Upsert documents instead of adding per default in the indexing phase
Change-Id: Ia7fccd59ce1b6a114c8e59da69f3d132a56bc7d2
diff --git a/Changes b/Changes
index b7d9b32..b0aab67 100644
--- a/Changes
+++ b/Changes
@@ -1,4 +1,4 @@
-0.58.5 2019-03-04
+0.58.5 2019-03-06
- [bugfix] Fix bug where duplicate keys occured in
field data output (diewald)
- [bugfix] Fix bug where fields already set where lifted
@@ -8,6 +8,9 @@
by adding indexCreationDate and indexLastModified field
(diewald)
- [bugfix] Fixed #50 multiple timeout warnings (margaretha)
+ - [feature] Instead of adding, the Indexer now upserts documents
+ to avoid multiple documents with the same text sigle
+ (diewald)
0.58.4 2019-02-05
- [cleanup] Remove deprecated methods setLicense/getLicense,
diff --git a/src/main/java/de/ids_mannheim/korap/KrillIndex.java b/src/main/java/de/ids_mannheim/korap/KrillIndex.java
index 7c9a19d..540db59 100644
--- a/src/main/java/de/ids_mannheim/korap/KrillIndex.java
+++ b/src/main/java/de/ids_mannheim/korap/KrillIndex.java
@@ -485,6 +485,20 @@
return this.addDoc(doc);
};
+
+
+ /**
+ * Update a document in the index as a {@link FieldDocument}
+ * if it already exists (based on the textSigle), otherwise
+ * insert it to the index.
+ *
+ * @param json
+ * The JSON document to add to the index.

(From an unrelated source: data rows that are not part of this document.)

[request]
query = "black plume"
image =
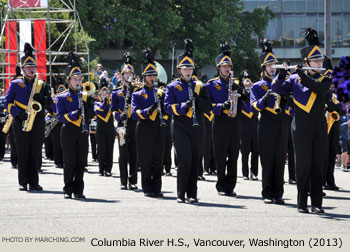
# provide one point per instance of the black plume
(265, 45)
(311, 36)
(73, 60)
(148, 57)
(225, 49)
(28, 50)
(189, 48)
(127, 58)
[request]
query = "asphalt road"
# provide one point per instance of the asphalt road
(111, 211)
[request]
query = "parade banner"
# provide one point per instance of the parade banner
(40, 47)
(27, 3)
(10, 44)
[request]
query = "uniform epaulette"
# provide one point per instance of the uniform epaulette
(213, 79)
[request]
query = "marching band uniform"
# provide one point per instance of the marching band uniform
(16, 102)
(74, 141)
(127, 152)
(150, 134)
(309, 129)
(186, 137)
(272, 131)
(225, 128)
(105, 134)
(249, 137)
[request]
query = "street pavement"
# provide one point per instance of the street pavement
(111, 211)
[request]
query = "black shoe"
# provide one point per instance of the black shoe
(331, 187)
(79, 196)
(22, 188)
(279, 201)
(67, 196)
(268, 201)
(148, 194)
(180, 200)
(303, 210)
(292, 181)
(317, 210)
(133, 187)
(35, 188)
(221, 193)
(158, 195)
(192, 200)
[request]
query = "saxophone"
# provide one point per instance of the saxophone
(232, 97)
(33, 106)
(7, 124)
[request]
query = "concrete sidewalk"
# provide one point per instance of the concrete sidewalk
(110, 211)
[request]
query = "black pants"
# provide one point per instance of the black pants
(249, 144)
(128, 155)
(333, 142)
(187, 146)
(272, 149)
(93, 146)
(75, 151)
(105, 144)
(150, 139)
(29, 153)
(291, 163)
(309, 138)
(56, 143)
(209, 161)
(48, 147)
(226, 138)
(13, 147)
(168, 146)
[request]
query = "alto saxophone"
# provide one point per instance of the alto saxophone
(232, 97)
(7, 124)
(33, 106)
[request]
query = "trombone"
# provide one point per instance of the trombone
(303, 68)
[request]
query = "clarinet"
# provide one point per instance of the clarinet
(81, 106)
(162, 122)
(191, 98)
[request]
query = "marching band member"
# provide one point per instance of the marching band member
(74, 132)
(186, 131)
(17, 101)
(226, 126)
(309, 129)
(121, 106)
(249, 134)
(105, 132)
(272, 129)
(150, 128)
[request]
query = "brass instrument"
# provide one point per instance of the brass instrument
(82, 107)
(155, 91)
(331, 118)
(33, 106)
(122, 130)
(7, 124)
(50, 125)
(232, 97)
(89, 87)
(191, 98)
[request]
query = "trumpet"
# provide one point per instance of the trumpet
(303, 68)
(191, 98)
(89, 87)
(232, 97)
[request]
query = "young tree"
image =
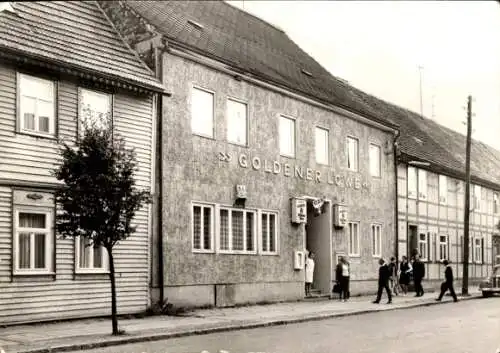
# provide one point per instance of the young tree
(99, 198)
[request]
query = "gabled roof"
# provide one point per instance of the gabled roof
(74, 34)
(247, 43)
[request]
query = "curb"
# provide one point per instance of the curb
(116, 341)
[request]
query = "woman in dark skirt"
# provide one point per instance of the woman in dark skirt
(404, 276)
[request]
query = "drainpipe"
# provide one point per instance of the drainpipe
(396, 203)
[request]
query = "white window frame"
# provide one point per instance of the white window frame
(194, 123)
(20, 119)
(212, 227)
(91, 268)
(422, 184)
(267, 213)
(229, 101)
(443, 246)
(478, 250)
(376, 233)
(378, 172)
(290, 154)
(322, 149)
(423, 244)
(49, 241)
(443, 189)
(412, 182)
(81, 93)
(230, 211)
(354, 249)
(355, 166)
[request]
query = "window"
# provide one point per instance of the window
(322, 149)
(352, 154)
(287, 136)
(422, 184)
(375, 160)
(203, 227)
(354, 239)
(36, 99)
(237, 122)
(95, 110)
(33, 239)
(237, 230)
(423, 246)
(376, 240)
(478, 250)
(202, 112)
(412, 182)
(477, 198)
(269, 232)
(443, 247)
(443, 189)
(90, 258)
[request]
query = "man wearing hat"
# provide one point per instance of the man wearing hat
(448, 283)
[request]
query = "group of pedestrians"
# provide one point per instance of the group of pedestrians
(392, 279)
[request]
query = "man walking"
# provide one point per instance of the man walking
(383, 282)
(418, 276)
(448, 283)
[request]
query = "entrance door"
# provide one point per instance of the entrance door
(412, 239)
(318, 240)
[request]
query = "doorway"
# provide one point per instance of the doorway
(412, 239)
(319, 241)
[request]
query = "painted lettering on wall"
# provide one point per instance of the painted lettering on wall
(341, 180)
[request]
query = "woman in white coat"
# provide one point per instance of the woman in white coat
(309, 272)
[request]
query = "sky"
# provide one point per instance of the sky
(379, 46)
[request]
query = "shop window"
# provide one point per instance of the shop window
(33, 240)
(353, 229)
(287, 136)
(375, 157)
(376, 240)
(423, 246)
(322, 148)
(237, 122)
(443, 247)
(443, 189)
(269, 232)
(203, 227)
(37, 105)
(422, 184)
(237, 230)
(352, 153)
(478, 250)
(202, 112)
(412, 182)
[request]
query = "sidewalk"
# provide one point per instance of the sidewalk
(93, 333)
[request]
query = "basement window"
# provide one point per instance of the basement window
(195, 24)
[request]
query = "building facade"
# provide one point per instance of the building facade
(242, 151)
(56, 74)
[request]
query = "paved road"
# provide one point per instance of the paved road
(464, 327)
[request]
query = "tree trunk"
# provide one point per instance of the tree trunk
(114, 318)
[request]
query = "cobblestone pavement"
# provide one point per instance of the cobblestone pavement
(464, 327)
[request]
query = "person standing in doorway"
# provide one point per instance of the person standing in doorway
(418, 276)
(342, 276)
(448, 283)
(404, 275)
(309, 272)
(383, 282)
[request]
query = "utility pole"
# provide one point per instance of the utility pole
(465, 277)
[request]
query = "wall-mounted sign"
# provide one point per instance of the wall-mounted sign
(341, 180)
(241, 191)
(340, 216)
(299, 211)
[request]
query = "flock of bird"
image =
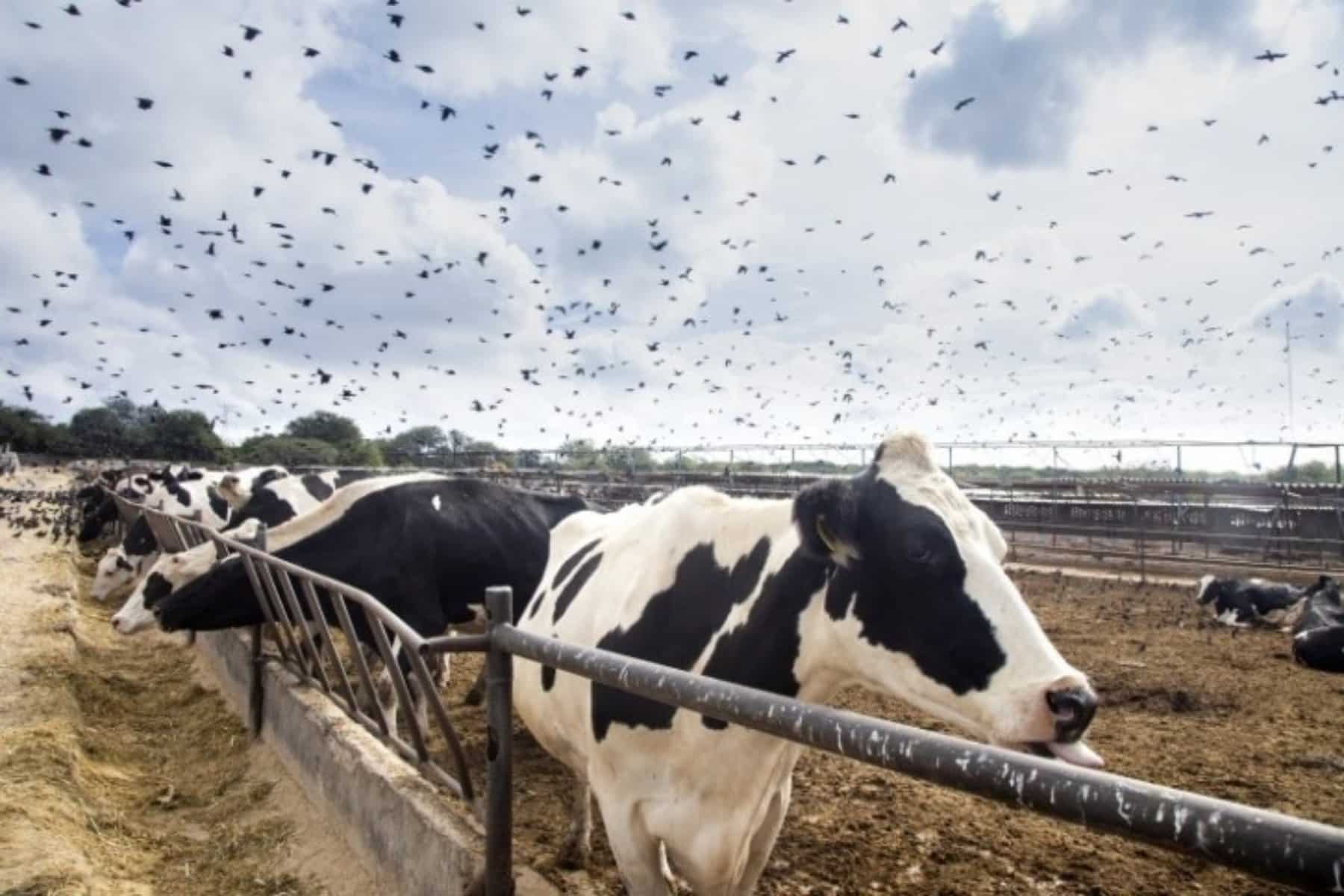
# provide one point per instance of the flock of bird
(290, 309)
(50, 514)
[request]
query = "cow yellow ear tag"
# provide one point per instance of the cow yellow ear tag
(824, 534)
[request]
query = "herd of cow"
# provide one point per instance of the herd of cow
(890, 579)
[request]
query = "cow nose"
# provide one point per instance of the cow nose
(1073, 709)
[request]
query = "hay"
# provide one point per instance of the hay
(129, 777)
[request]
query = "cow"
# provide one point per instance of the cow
(889, 579)
(1245, 602)
(273, 504)
(1319, 632)
(238, 485)
(124, 564)
(101, 511)
(423, 544)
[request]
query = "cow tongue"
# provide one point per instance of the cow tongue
(1077, 754)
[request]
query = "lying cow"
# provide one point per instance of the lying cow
(1319, 632)
(1245, 602)
(890, 579)
(425, 546)
(272, 504)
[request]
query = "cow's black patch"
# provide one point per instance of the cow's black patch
(907, 588)
(156, 588)
(576, 585)
(573, 561)
(178, 492)
(1248, 600)
(218, 505)
(537, 603)
(346, 477)
(140, 539)
(268, 476)
(264, 505)
(675, 628)
(761, 652)
(315, 485)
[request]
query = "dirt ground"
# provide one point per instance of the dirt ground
(1184, 703)
(120, 771)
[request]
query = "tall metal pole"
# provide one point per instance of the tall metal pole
(499, 751)
(1288, 352)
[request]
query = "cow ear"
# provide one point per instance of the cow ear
(827, 514)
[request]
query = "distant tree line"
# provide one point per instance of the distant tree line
(121, 429)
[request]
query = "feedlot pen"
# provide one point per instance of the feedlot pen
(1182, 703)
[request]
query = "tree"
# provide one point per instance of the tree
(184, 435)
(418, 447)
(23, 429)
(579, 454)
(288, 452)
(329, 428)
(361, 454)
(100, 432)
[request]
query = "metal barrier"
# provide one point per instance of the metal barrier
(1263, 842)
(299, 606)
(1258, 841)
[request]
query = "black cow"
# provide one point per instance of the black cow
(1245, 602)
(1319, 633)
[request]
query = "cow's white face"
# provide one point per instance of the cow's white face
(117, 571)
(169, 573)
(927, 613)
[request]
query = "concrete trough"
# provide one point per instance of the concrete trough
(411, 839)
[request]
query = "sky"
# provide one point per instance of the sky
(683, 222)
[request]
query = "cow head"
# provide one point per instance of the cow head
(1207, 590)
(117, 571)
(168, 574)
(925, 612)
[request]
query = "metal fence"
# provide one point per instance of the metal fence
(1263, 842)
(300, 608)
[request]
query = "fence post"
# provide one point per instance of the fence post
(499, 714)
(255, 691)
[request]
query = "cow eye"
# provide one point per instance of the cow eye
(921, 554)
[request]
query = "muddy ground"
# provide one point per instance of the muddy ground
(1184, 703)
(121, 770)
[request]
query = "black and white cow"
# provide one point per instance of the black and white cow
(890, 579)
(272, 504)
(423, 544)
(125, 563)
(101, 511)
(1319, 632)
(1245, 602)
(240, 485)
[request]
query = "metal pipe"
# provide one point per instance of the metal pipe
(1263, 842)
(499, 751)
(255, 684)
(457, 644)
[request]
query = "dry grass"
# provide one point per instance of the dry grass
(132, 778)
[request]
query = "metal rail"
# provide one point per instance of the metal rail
(299, 618)
(1268, 844)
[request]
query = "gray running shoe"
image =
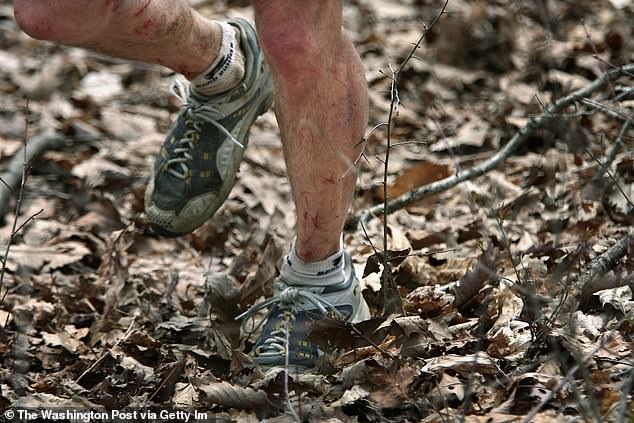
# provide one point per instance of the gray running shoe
(198, 162)
(292, 307)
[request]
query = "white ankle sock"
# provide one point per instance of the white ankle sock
(328, 271)
(227, 70)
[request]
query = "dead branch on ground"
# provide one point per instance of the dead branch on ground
(12, 177)
(533, 124)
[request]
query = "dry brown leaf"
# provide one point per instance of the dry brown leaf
(227, 395)
(414, 176)
(47, 258)
(475, 279)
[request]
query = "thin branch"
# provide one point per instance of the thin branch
(551, 393)
(534, 123)
(618, 143)
(11, 178)
(109, 351)
(605, 261)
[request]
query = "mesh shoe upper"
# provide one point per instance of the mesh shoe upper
(197, 164)
(293, 307)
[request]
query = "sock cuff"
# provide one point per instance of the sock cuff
(315, 268)
(323, 272)
(228, 67)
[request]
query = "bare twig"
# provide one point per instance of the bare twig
(604, 262)
(551, 394)
(392, 302)
(618, 144)
(11, 178)
(534, 123)
(17, 176)
(109, 351)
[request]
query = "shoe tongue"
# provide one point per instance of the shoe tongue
(169, 190)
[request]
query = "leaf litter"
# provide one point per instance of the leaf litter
(98, 312)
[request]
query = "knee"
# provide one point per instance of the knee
(291, 45)
(288, 48)
(64, 21)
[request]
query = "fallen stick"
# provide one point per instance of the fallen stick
(11, 178)
(605, 261)
(520, 137)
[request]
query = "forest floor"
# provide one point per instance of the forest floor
(516, 282)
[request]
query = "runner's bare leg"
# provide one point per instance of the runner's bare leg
(164, 32)
(322, 109)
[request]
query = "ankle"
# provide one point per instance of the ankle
(227, 69)
(328, 271)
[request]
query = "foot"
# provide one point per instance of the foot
(198, 162)
(293, 307)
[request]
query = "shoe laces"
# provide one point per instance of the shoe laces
(289, 303)
(195, 111)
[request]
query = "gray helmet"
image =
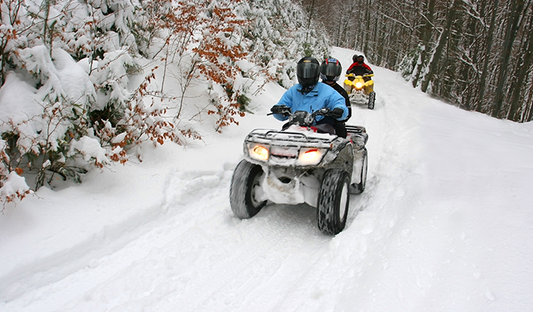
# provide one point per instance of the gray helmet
(308, 71)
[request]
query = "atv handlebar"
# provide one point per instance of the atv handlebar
(302, 118)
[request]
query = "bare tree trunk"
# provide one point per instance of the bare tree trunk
(435, 59)
(524, 65)
(425, 37)
(515, 8)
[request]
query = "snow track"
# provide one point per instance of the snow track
(422, 237)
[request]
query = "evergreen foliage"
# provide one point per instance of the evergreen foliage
(92, 77)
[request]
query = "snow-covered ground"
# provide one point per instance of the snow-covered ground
(445, 224)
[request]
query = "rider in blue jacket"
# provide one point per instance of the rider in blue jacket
(309, 95)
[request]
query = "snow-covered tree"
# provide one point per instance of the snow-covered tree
(81, 87)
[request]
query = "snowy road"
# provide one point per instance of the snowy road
(426, 235)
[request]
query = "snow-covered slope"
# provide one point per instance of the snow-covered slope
(444, 225)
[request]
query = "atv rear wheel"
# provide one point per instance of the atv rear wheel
(245, 190)
(371, 100)
(358, 188)
(333, 201)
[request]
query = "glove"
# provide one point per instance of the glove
(336, 113)
(280, 109)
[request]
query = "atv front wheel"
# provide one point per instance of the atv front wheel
(245, 190)
(358, 188)
(333, 201)
(371, 100)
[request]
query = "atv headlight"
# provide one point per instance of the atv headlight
(258, 152)
(310, 156)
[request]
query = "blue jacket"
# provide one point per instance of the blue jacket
(322, 96)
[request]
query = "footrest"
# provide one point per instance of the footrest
(358, 135)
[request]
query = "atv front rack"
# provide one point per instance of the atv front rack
(287, 138)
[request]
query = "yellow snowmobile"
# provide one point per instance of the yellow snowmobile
(361, 92)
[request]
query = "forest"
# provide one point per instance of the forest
(83, 84)
(474, 54)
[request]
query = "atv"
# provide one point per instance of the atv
(301, 164)
(361, 92)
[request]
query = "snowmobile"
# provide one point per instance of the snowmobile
(361, 92)
(301, 164)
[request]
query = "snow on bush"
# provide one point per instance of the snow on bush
(78, 78)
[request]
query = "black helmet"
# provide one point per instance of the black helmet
(330, 70)
(307, 71)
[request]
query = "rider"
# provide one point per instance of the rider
(359, 68)
(309, 95)
(330, 71)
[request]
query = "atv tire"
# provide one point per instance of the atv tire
(333, 201)
(371, 100)
(244, 186)
(358, 188)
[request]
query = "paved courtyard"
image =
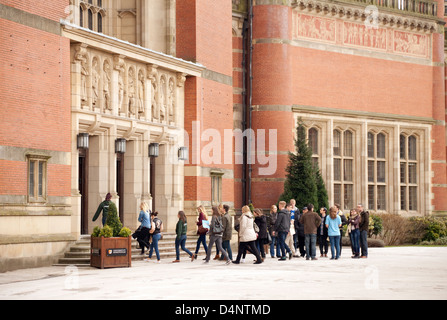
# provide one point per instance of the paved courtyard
(388, 273)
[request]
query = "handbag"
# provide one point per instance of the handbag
(255, 226)
(204, 228)
(218, 226)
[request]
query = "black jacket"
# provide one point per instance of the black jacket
(262, 225)
(283, 221)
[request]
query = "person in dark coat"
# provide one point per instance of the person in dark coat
(322, 234)
(282, 228)
(104, 207)
(261, 222)
(299, 229)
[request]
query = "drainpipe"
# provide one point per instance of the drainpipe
(250, 96)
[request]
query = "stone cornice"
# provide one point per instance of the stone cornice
(355, 11)
(362, 114)
(117, 46)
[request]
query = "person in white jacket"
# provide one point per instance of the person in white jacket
(247, 236)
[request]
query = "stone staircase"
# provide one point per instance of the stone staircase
(79, 253)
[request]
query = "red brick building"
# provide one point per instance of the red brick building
(368, 82)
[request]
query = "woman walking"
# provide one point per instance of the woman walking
(156, 229)
(322, 233)
(180, 239)
(142, 235)
(333, 223)
(247, 236)
(354, 232)
(271, 220)
(261, 222)
(216, 232)
(201, 230)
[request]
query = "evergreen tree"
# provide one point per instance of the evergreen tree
(321, 190)
(301, 183)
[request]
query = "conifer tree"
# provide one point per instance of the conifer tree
(321, 190)
(301, 183)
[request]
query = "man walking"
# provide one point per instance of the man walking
(311, 220)
(364, 227)
(282, 228)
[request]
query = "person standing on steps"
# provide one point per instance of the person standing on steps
(282, 228)
(227, 221)
(156, 229)
(311, 220)
(143, 234)
(201, 230)
(247, 236)
(216, 232)
(104, 207)
(333, 223)
(180, 239)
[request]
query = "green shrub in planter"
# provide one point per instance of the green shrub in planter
(96, 232)
(125, 232)
(106, 232)
(113, 221)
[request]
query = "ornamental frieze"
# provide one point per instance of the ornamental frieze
(362, 35)
(112, 84)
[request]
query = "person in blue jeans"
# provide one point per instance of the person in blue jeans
(354, 232)
(282, 228)
(333, 223)
(180, 239)
(156, 229)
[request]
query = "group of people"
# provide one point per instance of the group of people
(285, 229)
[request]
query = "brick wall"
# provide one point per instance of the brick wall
(204, 36)
(34, 97)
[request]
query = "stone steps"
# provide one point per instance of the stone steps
(79, 253)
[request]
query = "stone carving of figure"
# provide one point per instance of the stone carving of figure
(84, 75)
(154, 100)
(95, 83)
(171, 100)
(162, 104)
(120, 90)
(140, 100)
(131, 95)
(106, 86)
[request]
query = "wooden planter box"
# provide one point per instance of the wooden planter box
(111, 252)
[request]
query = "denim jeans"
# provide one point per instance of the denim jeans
(335, 246)
(154, 245)
(364, 242)
(181, 242)
(282, 243)
(201, 240)
(218, 241)
(226, 245)
(311, 245)
(355, 238)
(273, 244)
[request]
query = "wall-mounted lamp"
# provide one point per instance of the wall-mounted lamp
(82, 140)
(154, 150)
(120, 145)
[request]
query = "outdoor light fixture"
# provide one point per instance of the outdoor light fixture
(153, 150)
(83, 140)
(120, 145)
(183, 153)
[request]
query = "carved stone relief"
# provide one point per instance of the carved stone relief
(112, 84)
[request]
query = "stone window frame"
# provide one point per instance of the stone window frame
(95, 11)
(37, 178)
(343, 181)
(380, 198)
(409, 202)
(216, 187)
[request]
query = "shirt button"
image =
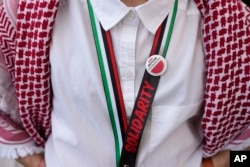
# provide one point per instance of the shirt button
(130, 15)
(127, 73)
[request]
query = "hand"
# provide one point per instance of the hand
(32, 161)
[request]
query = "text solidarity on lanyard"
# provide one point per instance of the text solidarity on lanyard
(128, 137)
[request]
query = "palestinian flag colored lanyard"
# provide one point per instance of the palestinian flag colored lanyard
(127, 137)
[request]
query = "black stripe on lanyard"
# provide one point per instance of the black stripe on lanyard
(132, 133)
(141, 108)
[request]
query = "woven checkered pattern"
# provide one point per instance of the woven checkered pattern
(7, 41)
(226, 33)
(35, 20)
(227, 47)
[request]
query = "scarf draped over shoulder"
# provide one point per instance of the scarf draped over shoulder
(25, 43)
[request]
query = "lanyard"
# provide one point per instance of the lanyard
(127, 137)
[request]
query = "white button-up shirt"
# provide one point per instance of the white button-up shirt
(82, 135)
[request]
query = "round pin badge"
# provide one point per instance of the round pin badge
(156, 65)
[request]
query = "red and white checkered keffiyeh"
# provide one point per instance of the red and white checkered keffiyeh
(226, 37)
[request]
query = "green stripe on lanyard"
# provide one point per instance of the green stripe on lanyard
(104, 72)
(171, 26)
(105, 82)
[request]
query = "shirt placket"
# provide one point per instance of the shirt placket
(127, 62)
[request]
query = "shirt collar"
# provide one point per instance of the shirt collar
(151, 13)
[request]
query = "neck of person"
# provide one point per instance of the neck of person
(133, 3)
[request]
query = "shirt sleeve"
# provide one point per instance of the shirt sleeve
(14, 140)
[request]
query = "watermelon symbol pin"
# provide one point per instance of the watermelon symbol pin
(156, 65)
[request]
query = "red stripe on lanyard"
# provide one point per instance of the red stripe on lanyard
(122, 112)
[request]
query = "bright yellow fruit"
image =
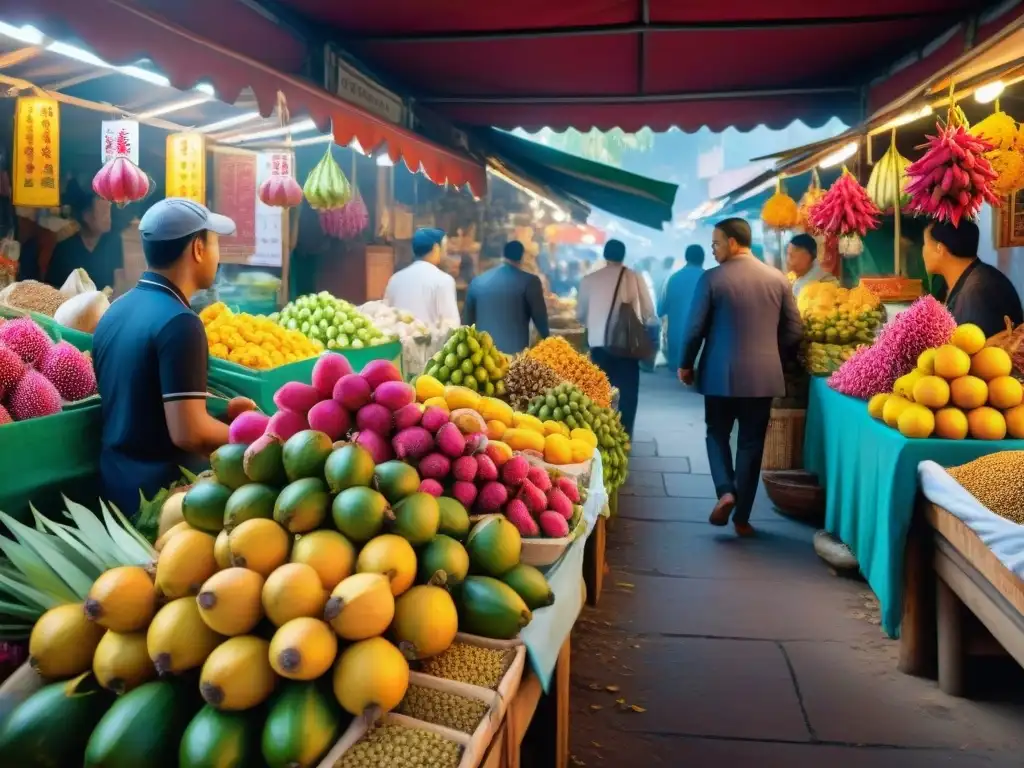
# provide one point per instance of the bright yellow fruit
(969, 337)
(951, 363)
(916, 421)
(893, 408)
(991, 363)
(932, 391)
(950, 423)
(926, 363)
(1005, 392)
(969, 392)
(986, 424)
(876, 406)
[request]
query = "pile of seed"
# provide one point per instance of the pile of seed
(469, 664)
(527, 378)
(997, 481)
(34, 297)
(441, 708)
(390, 745)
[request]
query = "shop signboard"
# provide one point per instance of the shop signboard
(186, 166)
(119, 137)
(36, 166)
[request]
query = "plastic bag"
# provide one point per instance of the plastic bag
(78, 282)
(82, 312)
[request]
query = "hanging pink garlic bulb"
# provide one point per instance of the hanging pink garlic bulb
(121, 181)
(281, 192)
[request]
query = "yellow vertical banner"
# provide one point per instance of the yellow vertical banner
(186, 166)
(36, 165)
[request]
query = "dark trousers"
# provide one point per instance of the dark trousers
(739, 479)
(625, 376)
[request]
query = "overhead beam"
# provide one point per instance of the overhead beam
(639, 98)
(810, 23)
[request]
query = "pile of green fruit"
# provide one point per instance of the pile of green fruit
(469, 358)
(567, 404)
(334, 323)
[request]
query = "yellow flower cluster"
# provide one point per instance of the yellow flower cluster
(254, 341)
(559, 355)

+ * @return The {@link FieldDocument}.
+ */
+ public FieldDocument upsertDoc (InputStream json, boolean gzip) {
+ return this.upsertDoc(_fromFile(json, gzip));
+ };
/**
@@ -622,7 +636,7 @@
public FieldDocument addDoc (InputStream json, boolean gzip) {
return this.addDoc(_fromFile(json, gzip));
};
-
+
/**
* Add a document to the index as a JSON string
diff --git a/src/main/java/de/ids_mannheim/korap/index/Indexer.java b/src/main/java/de/ids_mannheim/korap/index/Indexer.java
index 0967860..005ac2e 100644
--- a/src/main/java/de/ids_mannheim/korap/index/Indexer.java
+++ b/src/main/java/de/ids_mannheim/korap/index/Indexer.java
@@ -57,6 +57,7 @@
private int commitCount;
private static String path = null;
+ private static boolean addInsteadOfUpsert = false;
private Pattern jsonFilePattern;
// Init logger
@@ -103,14 +104,24 @@
matcher = jsonFilePattern.matcher(file);
if (matcher.find()) {
file = dir.getPath() + '/' + file;
- log.info("Adding " + file + " to the index. ");
try {
- if (this.index.addDoc(new FileInputStream(file),
- true) == null) {
- log.warn("fail.");
- continue;
+ if (addInsteadOfUpsert) {
+ log.info("Add " + file + " to the index. ");
+ if (this.index.addDoc(new FileInputStream(file),
+ true) == null) {
+ log.warn("fail.");
+ continue;
+ }
}
+ else {
+ log.info("Add or update " + file + " to the index. ");
+ if (this.index.upsertDoc(new FileInputStream(file),
+ true) == null) {
+ log.warn("fail.");
+ continue;
+ };
+ };
this.count++;
if (DEBUG){
log.debug("Finished adding files. (" + count + ").");
@@ -175,14 +186,17 @@
.desc("index output directory (defaults to "
+ "krill.indexDir in the configuration.")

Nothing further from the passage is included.